After extensive FDA engagement and rigorous development, we made our proprietary formulation for DARE to PLAY, the first topical sildenafil cream for women, supported by published, peer-reviewed clinical data, available via compounding. We did so because the evidence we generated was compelling, the need was urgent, and millions of women were living without options.

WHY SHOULD YOU CARE?

Compounding allowed us to give women access to a formulation that has been rigorously studied and clinically tested, where no FDA-approved option exists. We’re committed to FDA approval of the first treatment for arousal disorder in women, but we won’t let women wait unnecessarily for a solution that we’ve demonstrated the science already supports.

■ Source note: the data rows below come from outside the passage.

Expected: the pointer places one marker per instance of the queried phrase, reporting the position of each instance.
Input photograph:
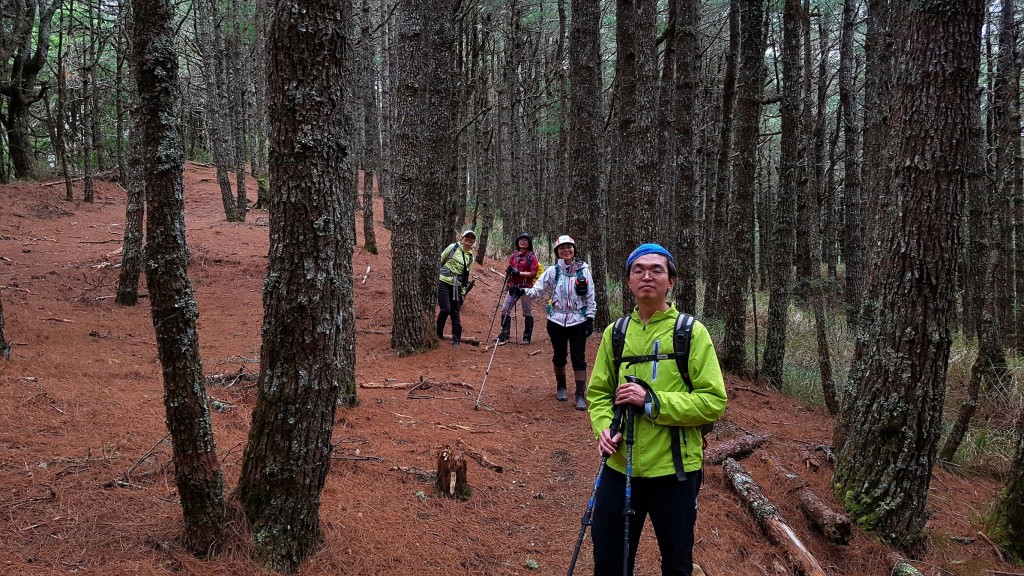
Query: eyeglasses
(654, 273)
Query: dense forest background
(853, 168)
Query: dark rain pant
(449, 305)
(568, 339)
(673, 508)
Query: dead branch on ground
(735, 448)
(480, 457)
(452, 477)
(770, 521)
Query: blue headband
(643, 250)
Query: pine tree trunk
(686, 197)
(424, 152)
(739, 261)
(259, 160)
(20, 88)
(197, 470)
(990, 255)
(216, 108)
(1008, 171)
(586, 218)
(1007, 524)
(308, 326)
(891, 426)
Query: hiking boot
(581, 379)
(561, 394)
(581, 395)
(506, 326)
(527, 331)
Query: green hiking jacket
(454, 262)
(679, 407)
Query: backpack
(681, 354)
(680, 345)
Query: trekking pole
(587, 516)
(494, 348)
(501, 296)
(627, 509)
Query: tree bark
(424, 152)
(1007, 524)
(1008, 176)
(736, 448)
(719, 199)
(835, 526)
(131, 248)
(4, 346)
(782, 241)
(207, 25)
(633, 186)
(308, 327)
(197, 470)
(586, 224)
(371, 140)
(888, 435)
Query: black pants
(571, 338)
(673, 508)
(449, 305)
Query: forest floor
(86, 478)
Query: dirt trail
(85, 474)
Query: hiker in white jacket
(570, 315)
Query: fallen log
(901, 567)
(452, 478)
(423, 382)
(480, 457)
(835, 526)
(735, 448)
(770, 521)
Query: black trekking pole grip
(589, 515)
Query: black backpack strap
(677, 453)
(681, 346)
(619, 340)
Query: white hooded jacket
(565, 306)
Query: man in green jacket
(668, 454)
(453, 282)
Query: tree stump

RAISE THE BAR, WIDEN THE PATH

Compounding is not a shortcut, nor a replacement for FDA approval. It can be a catalyst for innovation when used exactly as designed, to get credible, science-backed solutions to people who need them and should not have to wait.

It allows innovators to widen access in a controlled, science-first way while continuing the work toward FDA approval. For founders working in historically underfunded areas like women’s health, including sexual health, menopause, fertility, and pelvic pain, compounding offers a model where patient need, scientific rigor, and market-building move in the same direction.

The future of responsible innovation isn’t about choosing between speed and rigor. We can and should deliver both.

Sabrina Martucci Johnson is founder and CEO of Daré Bioscience.